Son olarak incelenmesinin anlamlı bir sonuç vereceğini düşündüğüm bir noktaya dikkat çekmek istiyorum. Landauer’in soy kuramının Stirner’in yabancılaşma kuramıyla birlikte incelenmesi. Stirner’in “yeni insanı” da gelecekte bir varlık değildir, bizzat takma adı Hiç olan baskılardan arınmış, yeniden doğmuş bir Ben.
Yaratıcı Hiç tanrısal bir Hiç midir ya da şeytansal bir Hiç mi yoksa bir sıfır felsefe midir?
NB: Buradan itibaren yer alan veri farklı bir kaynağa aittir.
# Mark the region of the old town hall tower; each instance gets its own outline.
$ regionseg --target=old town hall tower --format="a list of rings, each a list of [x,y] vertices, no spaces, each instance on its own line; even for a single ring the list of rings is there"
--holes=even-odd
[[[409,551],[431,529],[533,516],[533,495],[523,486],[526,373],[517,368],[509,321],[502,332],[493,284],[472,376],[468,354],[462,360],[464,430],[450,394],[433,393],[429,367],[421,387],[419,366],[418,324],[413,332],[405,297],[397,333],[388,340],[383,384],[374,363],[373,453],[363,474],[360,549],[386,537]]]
Yanıtsız bir soru bu şimdilik.
[1] Joachim Willems: Religiöser Gehalt des Anarchismus und anarchistischer Gehalt der Religion? Die jüdisch-christlich-atheistische Mystik Gustav Landauers zwischen Meister Eckhart und Martin Buber. Verlag Ulmer Manuskripte. Albeck bei Ulm 2001. ISBN 3-934869-16-5, 300 Seiten, 19,80 Euro.
[2] Almanca yazdığım bu metin “Auf den Spuren eines anarchistischen Mystikers / Gustav Landauer und seine exzentrische Beziehung zu Max Stirner” başlığıyla şubat 2003 yılında “Der Einzige” adlı dergide yayımlandı. Türkçeye aktarırken daha çok stilistik değişiklikler yaptım.
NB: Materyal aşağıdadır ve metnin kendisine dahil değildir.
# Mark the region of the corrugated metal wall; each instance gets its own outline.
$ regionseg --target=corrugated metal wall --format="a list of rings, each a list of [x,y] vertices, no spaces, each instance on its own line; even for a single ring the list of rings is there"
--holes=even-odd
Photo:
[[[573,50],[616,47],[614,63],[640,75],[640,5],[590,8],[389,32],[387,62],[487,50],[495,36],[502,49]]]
[3] Joachim Willems: Religiöser Gehalt des Anarchismus und anarchistischer Gehalt der Religion? Die jüdisch-christlich-atheistische Mystik Gustav Landauers zwischen Meister Eckhart und Martin Buber. Verlag Ulmer Manuskripte. Albeck bei Ulm 2001, S. 38.
2 Bernd A. Laska: Ein dauerhafter Dissident, LSR-Verlag Nürnberg, 1996, S. 58.
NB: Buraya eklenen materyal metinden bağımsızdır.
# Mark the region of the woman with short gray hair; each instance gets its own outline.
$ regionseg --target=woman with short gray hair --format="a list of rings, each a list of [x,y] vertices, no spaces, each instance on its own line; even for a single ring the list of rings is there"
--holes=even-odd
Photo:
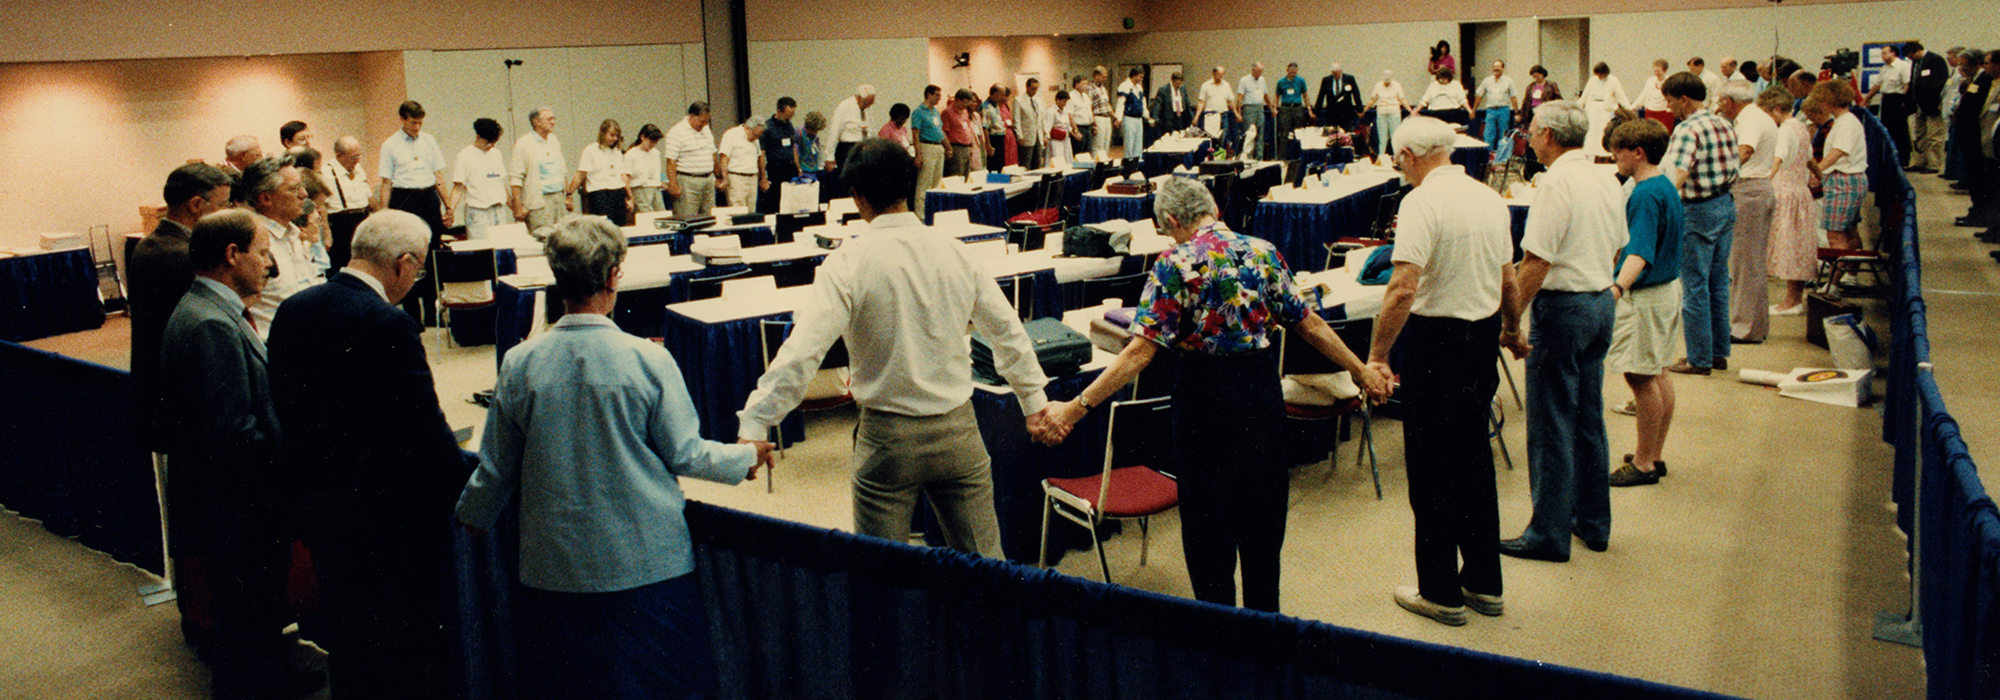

[5] Gustav Landauer: Skepsis und Mystik. Verlag Büchse der Pandora, Münster / Wetzlar 1978, S. 12.
[6] Zu Mauthners Stirnerverständnis siehe: H. Ibrahim Türkdogan: Omar Chajjam und Max Stirner, Verlag Max-Stirner-Archiv, 2001, S. 9-14 bzw. ders.: Der Einzige und das Nichts, Verlag Max-Stirner-Archiv, 2003, S. 84-93.